Indeed, the current state of affairs actually deters parents who do need help from getting it. As Professor Kelly Fong has recently shown, the punitive hotline calling approach deters parents from seeking help for their cold or hungry or ailing kids.
Instead of built-in hurdles to helping families, we need a system built around an infusion of flexible dollars to be used for families’ concrete needs. Such dollars should be provided by community-based agencies, and not a child protection social worker sitting in judgment of a parent’s skills.
This is a tall order in a system that is set up to demonize parents at the expense of their children, and which has its roots in slavery, Jim Crow (the new Jane Crow and segregated, unequal systems of care and support, as Dorothy Roberts and others have eloquently explained).
The bill sponsored by Rep. Moore has the express purpose of preventing systems from separating children from their parents for reasons of poverty. It would require states and local systems to provide “services and benefits” instead of family separation in response to hotline calls based on poverty and requires states and local systems to amend any tools, policies and protocols that authorize poverty-based removals.
Passage of this measure — together with rules, policies and guidance that help systems recognize poverty and address it with services and benefits — would provide a historically significant redirection of child welfare system energies away from using state powers to punish families for being poor.

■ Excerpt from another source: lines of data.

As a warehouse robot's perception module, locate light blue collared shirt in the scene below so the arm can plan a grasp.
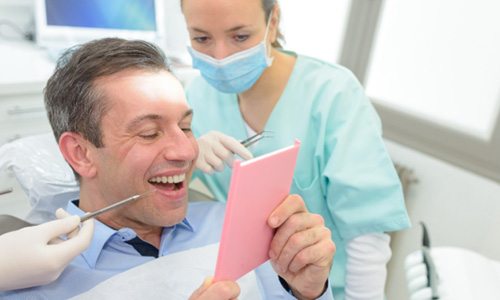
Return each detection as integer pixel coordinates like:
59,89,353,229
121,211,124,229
0,202,333,300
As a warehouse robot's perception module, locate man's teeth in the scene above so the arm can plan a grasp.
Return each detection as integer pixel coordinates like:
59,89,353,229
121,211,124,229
148,174,186,183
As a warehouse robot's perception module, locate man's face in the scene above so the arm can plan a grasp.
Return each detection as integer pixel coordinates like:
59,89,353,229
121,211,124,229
88,70,198,230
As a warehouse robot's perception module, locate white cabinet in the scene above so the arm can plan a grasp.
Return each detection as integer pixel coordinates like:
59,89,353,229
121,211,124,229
0,40,54,217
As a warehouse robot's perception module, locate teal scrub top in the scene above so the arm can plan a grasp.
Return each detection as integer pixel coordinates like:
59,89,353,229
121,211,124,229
187,53,410,299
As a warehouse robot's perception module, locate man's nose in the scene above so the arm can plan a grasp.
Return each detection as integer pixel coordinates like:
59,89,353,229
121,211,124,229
163,129,198,161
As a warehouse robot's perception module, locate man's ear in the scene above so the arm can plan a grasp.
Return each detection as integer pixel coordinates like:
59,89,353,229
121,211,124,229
59,132,97,178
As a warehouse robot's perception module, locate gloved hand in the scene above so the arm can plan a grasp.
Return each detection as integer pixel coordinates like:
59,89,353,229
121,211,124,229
0,208,94,290
196,131,253,174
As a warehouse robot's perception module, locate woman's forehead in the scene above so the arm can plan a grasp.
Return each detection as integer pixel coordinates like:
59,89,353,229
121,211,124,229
183,0,265,25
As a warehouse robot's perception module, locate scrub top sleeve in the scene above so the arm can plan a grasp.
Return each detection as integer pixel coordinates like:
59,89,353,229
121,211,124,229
323,77,409,240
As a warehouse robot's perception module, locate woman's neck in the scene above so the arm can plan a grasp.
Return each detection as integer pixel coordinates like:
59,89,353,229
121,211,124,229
238,49,296,132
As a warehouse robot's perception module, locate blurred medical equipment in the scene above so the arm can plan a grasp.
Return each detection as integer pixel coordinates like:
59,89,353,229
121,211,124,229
405,222,439,300
0,188,13,195
0,133,80,224
196,131,273,174
405,221,500,300
0,209,94,290
34,0,167,49
0,190,155,235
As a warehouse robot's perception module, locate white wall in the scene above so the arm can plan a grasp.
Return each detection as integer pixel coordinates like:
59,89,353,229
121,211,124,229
386,141,500,300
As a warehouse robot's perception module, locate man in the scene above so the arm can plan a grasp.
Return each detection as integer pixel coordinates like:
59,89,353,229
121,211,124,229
0,39,335,299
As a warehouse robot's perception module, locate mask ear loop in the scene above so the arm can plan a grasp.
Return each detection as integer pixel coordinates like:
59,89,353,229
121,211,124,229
264,5,276,64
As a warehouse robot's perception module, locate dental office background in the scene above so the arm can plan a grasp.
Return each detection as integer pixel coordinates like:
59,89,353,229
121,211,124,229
0,0,500,299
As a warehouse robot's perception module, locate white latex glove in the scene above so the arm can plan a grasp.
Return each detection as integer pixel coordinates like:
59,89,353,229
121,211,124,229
0,208,94,290
196,131,253,174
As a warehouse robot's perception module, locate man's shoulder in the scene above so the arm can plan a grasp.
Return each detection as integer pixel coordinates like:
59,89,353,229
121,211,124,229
186,201,226,231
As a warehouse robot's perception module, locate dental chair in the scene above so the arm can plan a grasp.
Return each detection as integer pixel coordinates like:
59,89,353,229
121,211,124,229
0,133,212,227
405,224,500,300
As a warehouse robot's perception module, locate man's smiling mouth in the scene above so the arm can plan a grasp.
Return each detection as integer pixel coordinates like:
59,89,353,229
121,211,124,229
148,173,186,191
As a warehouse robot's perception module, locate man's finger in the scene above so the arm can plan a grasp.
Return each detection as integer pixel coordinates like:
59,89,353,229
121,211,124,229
267,195,307,228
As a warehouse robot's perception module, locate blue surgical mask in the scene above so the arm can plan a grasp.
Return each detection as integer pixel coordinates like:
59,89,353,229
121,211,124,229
188,17,273,94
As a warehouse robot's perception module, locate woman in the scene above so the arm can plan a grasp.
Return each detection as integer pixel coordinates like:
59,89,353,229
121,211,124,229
181,0,409,299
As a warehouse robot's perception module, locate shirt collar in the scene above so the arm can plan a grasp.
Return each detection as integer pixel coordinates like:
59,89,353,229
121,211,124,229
66,201,195,269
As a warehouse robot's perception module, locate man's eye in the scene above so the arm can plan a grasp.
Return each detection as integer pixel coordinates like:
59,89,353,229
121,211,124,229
139,132,160,140
234,34,249,42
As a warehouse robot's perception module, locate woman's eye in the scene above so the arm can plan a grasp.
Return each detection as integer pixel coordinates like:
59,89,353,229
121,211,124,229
193,36,208,44
234,34,249,42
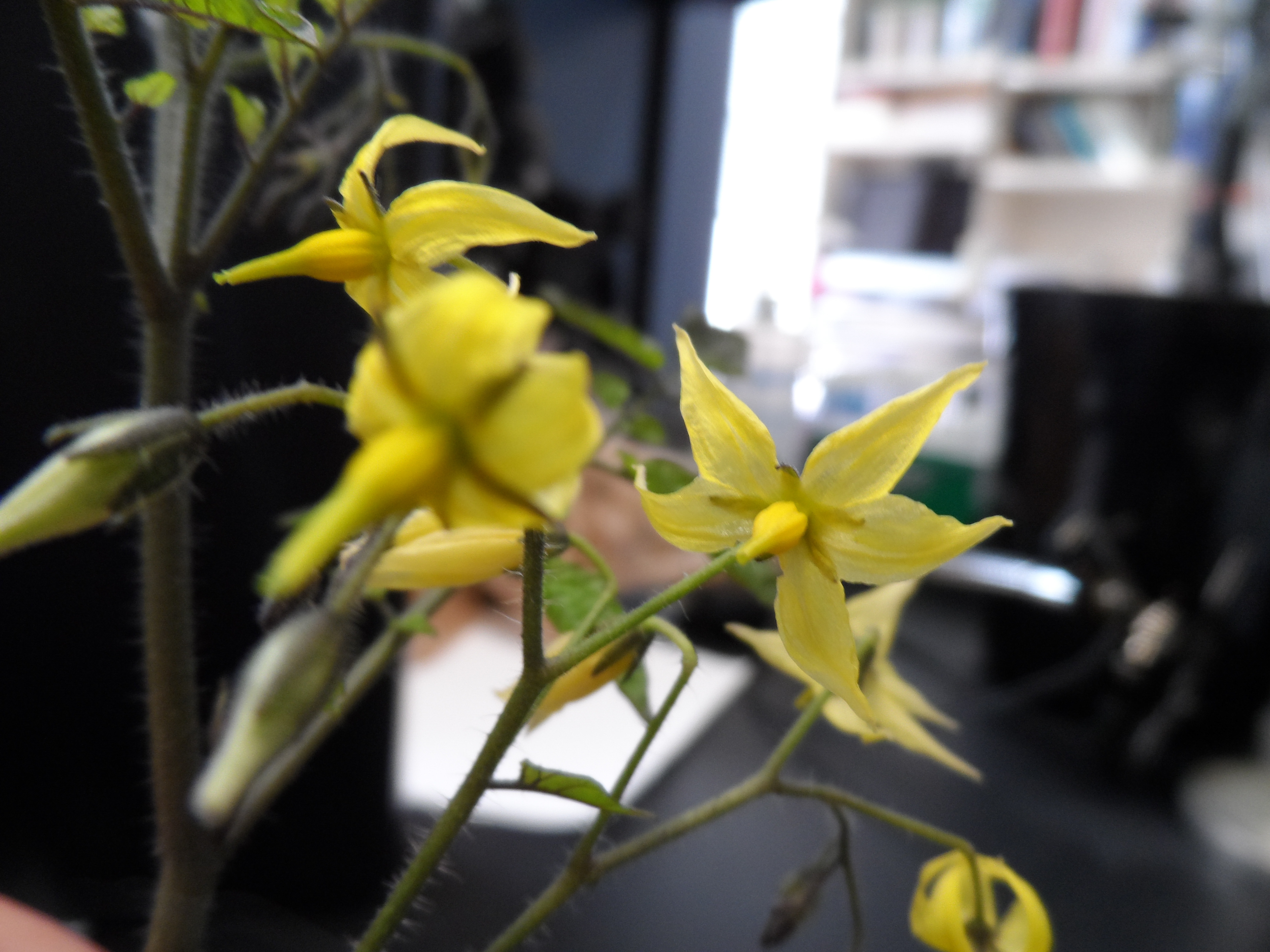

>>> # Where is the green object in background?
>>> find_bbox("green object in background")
[894,456,979,523]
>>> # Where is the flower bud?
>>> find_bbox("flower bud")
[189,607,347,829]
[0,406,205,555]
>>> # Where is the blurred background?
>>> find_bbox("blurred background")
[7,0,1270,952]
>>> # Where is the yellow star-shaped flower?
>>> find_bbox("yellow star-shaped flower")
[216,115,596,320]
[640,329,1008,723]
[260,273,603,596]
[728,581,979,781]
[908,850,1054,952]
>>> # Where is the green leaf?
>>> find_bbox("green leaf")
[542,559,622,632]
[591,371,631,410]
[622,413,666,445]
[514,760,650,816]
[541,284,666,371]
[117,0,317,47]
[728,559,778,606]
[679,311,749,377]
[617,663,653,723]
[123,70,176,109]
[225,83,264,146]
[80,4,128,37]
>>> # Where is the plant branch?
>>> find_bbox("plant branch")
[198,381,348,429]
[226,589,453,850]
[39,0,183,322]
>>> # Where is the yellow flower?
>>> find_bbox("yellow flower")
[366,509,524,590]
[640,329,1008,723]
[260,273,603,598]
[728,581,979,781]
[216,115,596,320]
[908,850,1054,952]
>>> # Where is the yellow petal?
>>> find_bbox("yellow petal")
[737,501,806,565]
[344,340,419,439]
[776,544,874,723]
[847,579,920,660]
[808,495,1010,585]
[443,470,546,529]
[259,427,449,598]
[803,363,984,507]
[635,476,763,552]
[392,508,446,546]
[384,182,596,268]
[366,530,524,590]
[339,115,485,229]
[466,353,604,497]
[528,638,636,730]
[385,271,551,419]
[674,328,781,502]
[724,622,813,690]
[216,229,387,284]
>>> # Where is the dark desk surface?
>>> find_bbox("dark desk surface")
[378,593,1270,952]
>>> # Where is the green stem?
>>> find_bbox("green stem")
[485,619,697,952]
[772,779,985,925]
[226,589,453,849]
[569,532,617,641]
[354,529,551,952]
[547,546,741,679]
[587,690,830,882]
[198,381,348,429]
[39,0,180,321]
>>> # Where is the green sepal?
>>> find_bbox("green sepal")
[540,284,666,371]
[499,760,651,816]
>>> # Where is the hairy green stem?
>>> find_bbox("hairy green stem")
[547,546,741,679]
[354,529,551,952]
[39,0,180,321]
[226,589,453,849]
[198,381,348,429]
[485,619,697,952]
[772,779,985,928]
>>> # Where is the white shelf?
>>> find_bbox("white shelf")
[978,156,1194,194]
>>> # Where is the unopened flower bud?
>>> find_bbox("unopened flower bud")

But child welfare can’t be divorced from children’s welfare. Children’s welfare can’t be separated from family welfare.
A Biden administration that gets back to basics — food, housing, childcare and some cash for necessities — could go a long way toward ending the tragedy of removing kids from loving homes simply because their moms or dads don’t have the means to provide for their kids’ basic needs. And that is the best way to truly protect America’s children.